Oracle Enterprise Manager Cloud Control 12c Release 3
Copyright (c) 1996, 2013 Oracle Corporation.  All rights reserved.
Starting agent ......................................................................... failed.
Fatal agent error: Target Interaction Manager failed at Startup
Fatal agent error: Target Interaction Manager failed at Startup
Fatal agent error: Target Interaction Manager failed at Startup
EMAgent is Thrashing. Exiting watchdog

$/AGENT_INST/sysman/log/emagent.nohup reports following error

2013-11-01 17:29:38,596 [1:main] WARN - Missing filename for log handler 'opsscfg' Agent is going down due to an OutOfMemoryError

$/AGENT_INST/sysman/log/gcagent.log reports following error

2013-11-01 17:29:19,204 [1:3305B9] INFO - Invoking STARTUP_P1 (1) on Target Interaction Manager
2013-11-01 17:29:23,255 [1:main] FATAL - Fatal error: Target Interaction Manager failed at Startup java.lang.OutOfMemoryError: Java heap space
at java.util.Arrays.copyOf(Arrays.java:2882)


OR

$/AGENT_INST/bin/emctl start agent

fails with following error

Oracle Enterprise Manager Cloud Control 12c Release 2
Copyright (c) 1996, 2012 Oracle Corporation.  All rights reserved.
Starting agent ........ failed.
Ping Manager failed at Startup
Consult emctl.log and emagent.nohup in: /data/oracle/agent/product/agent12c/agent_inst/sysman/log

/AGENT_INST/sysman/log/gcagent.log reports file IO exception

2014-11-07 21:22:44,286 [1930450:GC.Executor.778231 (oracle_database:sgpssp01_prd:log_full) (oracle_database:sgpssp01_prd:log_full:dumpFull)] ERROR - File not found exception
java.io.FileNotFoundException: /data/oracle/agent/product/agent12c/agent_inst/sysman/emd/state/statemgmt/oracle_database/sgpssp01_prd/SevDiff/1.tmp (Invalid file system control data detected.)

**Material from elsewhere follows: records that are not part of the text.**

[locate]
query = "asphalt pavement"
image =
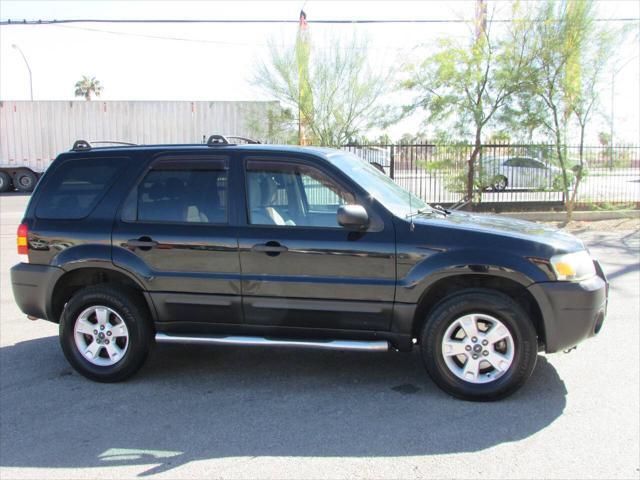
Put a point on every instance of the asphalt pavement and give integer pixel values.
(224, 412)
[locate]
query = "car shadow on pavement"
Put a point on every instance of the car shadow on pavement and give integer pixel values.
(196, 403)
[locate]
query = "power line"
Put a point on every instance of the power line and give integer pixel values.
(334, 22)
(215, 42)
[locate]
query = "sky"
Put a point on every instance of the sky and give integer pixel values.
(216, 62)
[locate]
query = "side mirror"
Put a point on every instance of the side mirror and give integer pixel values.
(354, 217)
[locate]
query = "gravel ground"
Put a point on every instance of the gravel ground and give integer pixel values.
(257, 413)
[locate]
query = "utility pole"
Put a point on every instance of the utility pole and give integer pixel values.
(28, 68)
(613, 89)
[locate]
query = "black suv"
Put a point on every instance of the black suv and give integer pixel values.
(288, 246)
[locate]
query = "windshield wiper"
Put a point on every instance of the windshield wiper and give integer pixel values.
(441, 209)
(423, 211)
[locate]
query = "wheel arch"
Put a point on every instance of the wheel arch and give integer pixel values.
(75, 279)
(448, 286)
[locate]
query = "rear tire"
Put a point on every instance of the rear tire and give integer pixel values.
(25, 181)
(511, 347)
(105, 332)
(5, 182)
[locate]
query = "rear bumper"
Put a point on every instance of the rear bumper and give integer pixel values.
(32, 288)
(571, 312)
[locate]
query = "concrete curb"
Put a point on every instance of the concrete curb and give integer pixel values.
(588, 216)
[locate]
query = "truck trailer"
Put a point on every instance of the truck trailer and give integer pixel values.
(33, 133)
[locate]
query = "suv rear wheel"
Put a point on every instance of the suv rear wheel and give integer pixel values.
(105, 333)
(479, 345)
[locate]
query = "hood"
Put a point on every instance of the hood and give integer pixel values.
(505, 227)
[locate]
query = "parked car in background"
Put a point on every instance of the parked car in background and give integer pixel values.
(521, 172)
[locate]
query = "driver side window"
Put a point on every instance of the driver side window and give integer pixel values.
(291, 194)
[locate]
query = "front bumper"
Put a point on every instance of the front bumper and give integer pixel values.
(571, 312)
(33, 287)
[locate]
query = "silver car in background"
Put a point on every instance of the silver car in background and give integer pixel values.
(521, 172)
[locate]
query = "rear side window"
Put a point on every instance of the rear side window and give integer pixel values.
(75, 187)
(180, 194)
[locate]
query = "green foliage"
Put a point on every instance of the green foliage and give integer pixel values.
(333, 91)
(86, 86)
(469, 82)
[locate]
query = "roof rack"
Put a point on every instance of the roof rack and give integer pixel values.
(216, 140)
(82, 145)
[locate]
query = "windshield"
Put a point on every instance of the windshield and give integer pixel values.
(378, 185)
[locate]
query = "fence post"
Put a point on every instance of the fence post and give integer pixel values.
(392, 158)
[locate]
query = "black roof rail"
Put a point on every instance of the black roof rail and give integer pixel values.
(117, 143)
(215, 140)
(81, 145)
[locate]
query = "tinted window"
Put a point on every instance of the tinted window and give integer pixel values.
(179, 196)
(76, 186)
(293, 195)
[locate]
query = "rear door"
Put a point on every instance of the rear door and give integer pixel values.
(299, 267)
(174, 233)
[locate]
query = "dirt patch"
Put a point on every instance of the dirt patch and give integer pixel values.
(617, 225)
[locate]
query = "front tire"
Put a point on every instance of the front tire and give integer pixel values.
(105, 332)
(479, 345)
(5, 182)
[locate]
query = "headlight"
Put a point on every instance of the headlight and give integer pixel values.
(573, 267)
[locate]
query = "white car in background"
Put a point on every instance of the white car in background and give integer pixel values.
(500, 173)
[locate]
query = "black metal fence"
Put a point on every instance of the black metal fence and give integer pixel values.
(512, 176)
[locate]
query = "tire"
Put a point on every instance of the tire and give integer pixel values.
(516, 355)
(25, 181)
(5, 182)
(500, 183)
(121, 306)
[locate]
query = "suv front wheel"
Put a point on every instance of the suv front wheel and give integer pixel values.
(105, 333)
(479, 345)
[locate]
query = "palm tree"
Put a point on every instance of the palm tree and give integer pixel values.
(86, 86)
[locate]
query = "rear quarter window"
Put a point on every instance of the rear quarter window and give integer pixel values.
(74, 189)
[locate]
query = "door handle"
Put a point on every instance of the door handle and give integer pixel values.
(143, 243)
(270, 248)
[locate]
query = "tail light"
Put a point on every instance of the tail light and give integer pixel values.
(23, 245)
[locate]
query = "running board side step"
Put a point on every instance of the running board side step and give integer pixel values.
(365, 345)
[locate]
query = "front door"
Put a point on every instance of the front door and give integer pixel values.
(174, 233)
(299, 267)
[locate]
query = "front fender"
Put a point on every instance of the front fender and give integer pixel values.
(443, 264)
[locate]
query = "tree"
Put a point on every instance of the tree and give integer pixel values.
(569, 53)
(471, 81)
(332, 92)
(87, 86)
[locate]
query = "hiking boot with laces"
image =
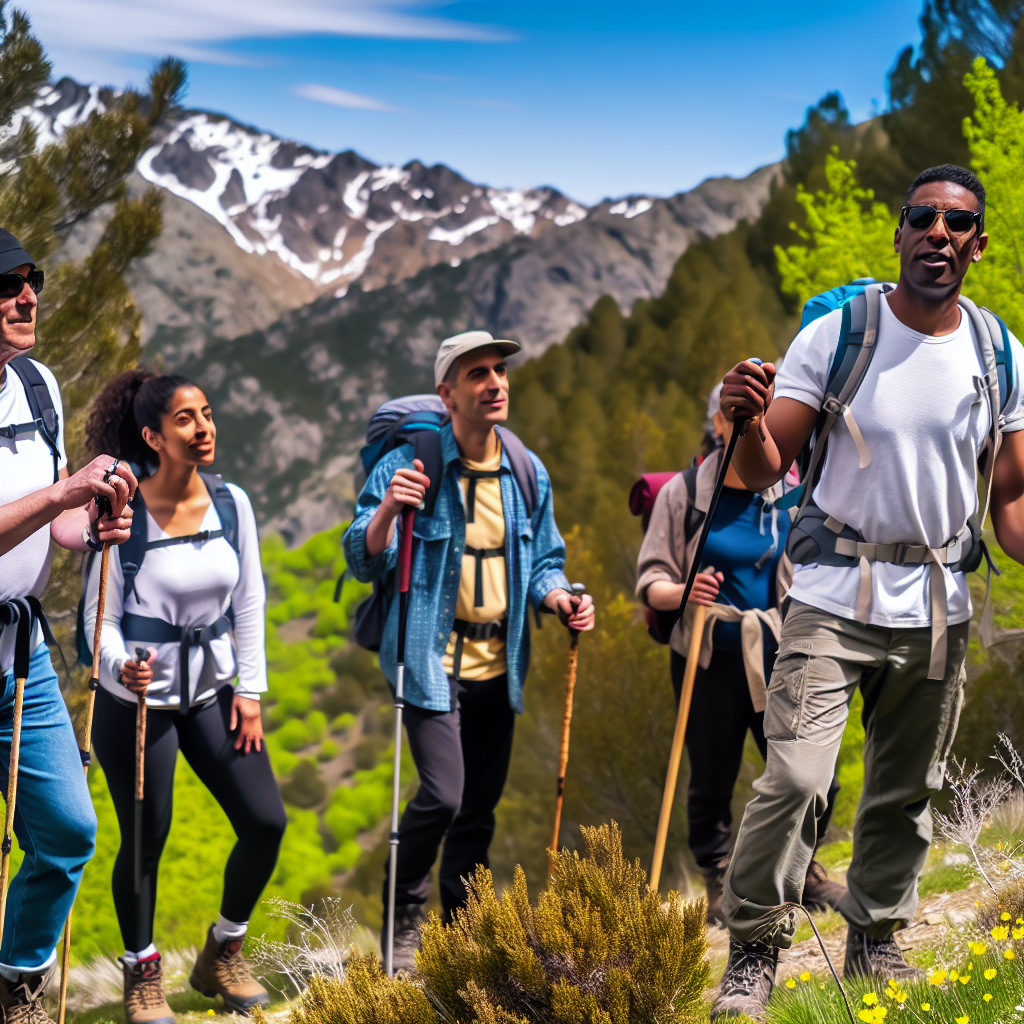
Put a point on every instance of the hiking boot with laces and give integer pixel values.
(820, 892)
(23, 999)
(408, 922)
(221, 970)
(714, 887)
(749, 979)
(867, 956)
(144, 1001)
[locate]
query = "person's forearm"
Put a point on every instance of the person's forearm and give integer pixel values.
(19, 519)
(758, 462)
(380, 530)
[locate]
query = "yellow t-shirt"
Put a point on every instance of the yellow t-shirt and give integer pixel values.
(482, 658)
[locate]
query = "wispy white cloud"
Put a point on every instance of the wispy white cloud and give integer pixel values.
(340, 97)
(197, 30)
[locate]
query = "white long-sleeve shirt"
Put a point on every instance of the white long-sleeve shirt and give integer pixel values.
(188, 585)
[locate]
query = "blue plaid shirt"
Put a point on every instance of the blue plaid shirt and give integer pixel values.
(535, 558)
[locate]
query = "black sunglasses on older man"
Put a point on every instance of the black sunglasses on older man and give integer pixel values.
(922, 217)
(11, 284)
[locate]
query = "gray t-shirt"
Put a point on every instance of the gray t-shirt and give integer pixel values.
(924, 421)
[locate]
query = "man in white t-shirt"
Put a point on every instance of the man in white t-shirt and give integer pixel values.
(54, 821)
(895, 492)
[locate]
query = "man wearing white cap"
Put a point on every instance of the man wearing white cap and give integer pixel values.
(486, 553)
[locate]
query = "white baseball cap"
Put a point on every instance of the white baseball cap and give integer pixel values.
(460, 344)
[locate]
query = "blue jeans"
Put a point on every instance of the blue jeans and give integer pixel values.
(53, 818)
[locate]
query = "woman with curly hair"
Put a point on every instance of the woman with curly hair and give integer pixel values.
(195, 607)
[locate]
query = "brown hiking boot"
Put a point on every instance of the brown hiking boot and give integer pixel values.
(714, 886)
(144, 1003)
(749, 979)
(820, 892)
(23, 999)
(867, 956)
(221, 970)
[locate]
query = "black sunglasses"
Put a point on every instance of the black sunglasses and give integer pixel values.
(12, 284)
(922, 217)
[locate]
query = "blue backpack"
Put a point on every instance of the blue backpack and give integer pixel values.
(132, 552)
(849, 366)
(417, 420)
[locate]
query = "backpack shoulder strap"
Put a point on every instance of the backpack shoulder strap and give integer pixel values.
(40, 403)
(858, 334)
(522, 468)
(223, 502)
(132, 552)
(694, 517)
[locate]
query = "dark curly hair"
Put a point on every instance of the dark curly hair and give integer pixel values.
(131, 400)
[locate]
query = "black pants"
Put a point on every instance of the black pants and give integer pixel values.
(721, 714)
(242, 783)
(462, 757)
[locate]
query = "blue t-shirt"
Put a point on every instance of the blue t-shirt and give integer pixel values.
(737, 546)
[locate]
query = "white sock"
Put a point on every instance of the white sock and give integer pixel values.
(132, 958)
(224, 929)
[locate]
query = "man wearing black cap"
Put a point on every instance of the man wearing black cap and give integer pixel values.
(39, 501)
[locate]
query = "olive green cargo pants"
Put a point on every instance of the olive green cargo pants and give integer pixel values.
(909, 723)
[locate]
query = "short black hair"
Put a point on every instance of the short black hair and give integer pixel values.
(958, 176)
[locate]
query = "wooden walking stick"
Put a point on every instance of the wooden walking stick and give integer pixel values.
(669, 798)
(23, 640)
(141, 654)
(563, 750)
(104, 563)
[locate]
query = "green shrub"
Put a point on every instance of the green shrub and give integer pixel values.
(305, 787)
(599, 945)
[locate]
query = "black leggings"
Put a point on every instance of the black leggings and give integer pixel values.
(242, 783)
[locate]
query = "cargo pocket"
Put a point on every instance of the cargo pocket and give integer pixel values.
(785, 696)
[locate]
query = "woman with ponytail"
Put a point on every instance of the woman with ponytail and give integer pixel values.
(195, 605)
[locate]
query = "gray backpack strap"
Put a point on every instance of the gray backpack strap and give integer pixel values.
(860, 315)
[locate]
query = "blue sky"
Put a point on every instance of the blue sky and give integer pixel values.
(596, 97)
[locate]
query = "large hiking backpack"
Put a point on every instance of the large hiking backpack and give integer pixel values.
(132, 552)
(417, 420)
(44, 416)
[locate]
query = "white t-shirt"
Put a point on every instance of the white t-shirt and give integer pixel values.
(924, 422)
(26, 466)
(188, 585)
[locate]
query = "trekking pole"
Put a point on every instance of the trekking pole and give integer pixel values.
(563, 750)
(23, 640)
(404, 567)
(696, 635)
(676, 755)
(104, 564)
(141, 655)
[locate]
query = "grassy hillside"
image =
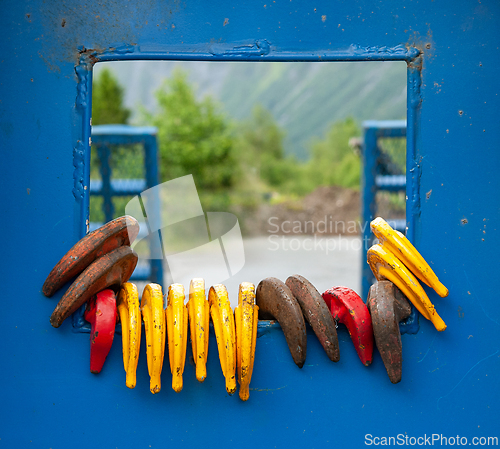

Deleting file has filesystem related error

$ rm /AGENT_INST/sysman/emd/agntstmp.txt

rm: agntstmp.txt not removed.
Invalid file system control data detected


Cause
=====

Bug 17329098 12C AGENT STARTUP FAILS WITH, FATAL AGENT ERROR: STATE MANAGER FAILED AT STARTUP
Its highly likely that there are too many keys declared by some target  threshold. so the user can either increase the amount of heap the agent can  use, or fix the target.
Bug 17389753 AGENT WILL NOT START - JAVAHEAP OUT OF MEMORY


Solution
========

1. Stop agent

$/AGENT_INST/bin/emctl stop agent

If agent does not shutdown gracefully then kill all agent background processes by first grepping for agent perl and java processes only

$ps -ef | grep java | grep '<agent_home >'
$ps -ef | grep perl
$kill -9  <Process id>

2. Move old files from  /agent_inst/sysman/emd/state/* to a new directory

Example:

$mv /u02/agent_inst/sysman/emd/state/*  /u02/tmp/

3. Execute agent clearstate agent

$/AGENT_INST/bin/emctl clearstate agent
Note : This command should be executed only when Oracle support recommends.
The clearstate command is an option that can be used with the EM Agent emctl utility.  The Agent maintains state information about severities and statuses of the components that it monitors.  In order to prevent unnecessary network traffic, the agent does not keep resending this information to the Management Service (OMS) unless a change occurs to the monitored target that would warrant the upload.  The emctl clearstate command forces the agent to take a new reading of the severity and status of each components and resend this information to the OMS.

Ref : Internal Note 285375.1 : Understanding the 'emctl clearstate' Command in EM

4. For IO exception like 'Invalid file system control data detected'

Verify the filesystem (agent home,  /temp) has READ_WRITE permission (i.e. not READ only)  (Consult System Administrator)

5. Restart agent

$/AGENT_INST/bin/emctl start agent


For further investigation collect <AGENT_STATE_DIR>/sysman/emd folder, before doing the clean up


Ref:

EM 12c, EM 13c: Enterprise Manager Cloud Control emctl start agent Fails with OutOfMemoryError Message or: Fatal agent error: Target Interaction Manager failed at Startup (Doc ID 1952593.1)

Comments

Popular posts from this blog

[INS-40718] Single Client Access Name (SCAN): could not be resolved. ( LDOMS & Zones)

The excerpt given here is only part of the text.